Qualifying games for the 2022 World Cup will begin in Asia in June, though political tensions between Qatar and its neighbors means FIFA’s push to expand the tournament is still uncertain.
FIFA’s committee for organizing competitions confirmed on Monday the Asian Football Confederation will kick off the global program. Details from other continents “will follow in due course.”
This gives FIFA until early June to decide on organizing a 32-team World Cup hosted by Qatar, or a 48-team event which would need to spread games around the Middle East.
FIFA President Gianni Infantino has persistently pushed for an expanded World Cup, despite a limit of 28 days to play the tournament from Nov. 21-Dec. 18.

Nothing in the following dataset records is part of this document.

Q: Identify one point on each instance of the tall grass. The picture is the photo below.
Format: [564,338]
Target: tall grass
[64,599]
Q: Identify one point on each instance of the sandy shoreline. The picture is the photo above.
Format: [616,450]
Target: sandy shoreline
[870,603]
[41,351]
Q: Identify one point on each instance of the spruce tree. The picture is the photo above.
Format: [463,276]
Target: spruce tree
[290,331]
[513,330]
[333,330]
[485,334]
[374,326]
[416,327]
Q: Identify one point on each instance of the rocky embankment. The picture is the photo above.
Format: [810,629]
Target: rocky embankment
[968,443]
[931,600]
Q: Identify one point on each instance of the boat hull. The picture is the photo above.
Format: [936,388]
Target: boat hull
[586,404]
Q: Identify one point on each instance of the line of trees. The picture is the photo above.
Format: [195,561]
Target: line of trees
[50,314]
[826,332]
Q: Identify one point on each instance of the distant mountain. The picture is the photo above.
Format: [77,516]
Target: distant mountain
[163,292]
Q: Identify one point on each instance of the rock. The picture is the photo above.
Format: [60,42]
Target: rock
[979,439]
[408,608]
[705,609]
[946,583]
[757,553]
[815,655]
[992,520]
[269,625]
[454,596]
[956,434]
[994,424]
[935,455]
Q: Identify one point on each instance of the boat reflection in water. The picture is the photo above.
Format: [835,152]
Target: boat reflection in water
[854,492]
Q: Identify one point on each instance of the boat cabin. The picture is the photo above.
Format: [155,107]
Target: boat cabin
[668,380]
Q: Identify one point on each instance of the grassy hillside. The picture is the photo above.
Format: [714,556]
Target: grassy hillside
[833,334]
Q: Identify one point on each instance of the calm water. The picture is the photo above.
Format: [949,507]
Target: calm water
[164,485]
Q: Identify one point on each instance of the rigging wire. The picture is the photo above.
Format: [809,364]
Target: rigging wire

However, Qatar seems unlikely to agree on giving up some of the hosting rights it won in 2010.
Qatar is building just eight stadiums for a 64-game tournament while 12 is the ideal number for 48 teams playing 80 games.
FIFA’s decision making runs through its ruling council meeting next week in Miami, and again in Paris days before the June 5 congress of 211 member federations.
FIFA members could favor giving themselves 16 more qualifying slots regardless of diplomatic tensions caused by an ongoing boycott of Qatar by regional rivals.
Pressure on Qatar has been led by Saudi Arabia and the United Arab Emirates. If Qatar eventually agrees to share hosting, Kuwait and Oman are thought more acceptable options.
A June kickoff for qualifying leaves up to three years to complete a program that typically runs to more than 800 games.
Qualifying for the 2018 World Cup took 2 1/2 years, from a preliminary game in March 2015 between East Timor and Mongolia through a November 2017 playoff involving Peru and New Zealand.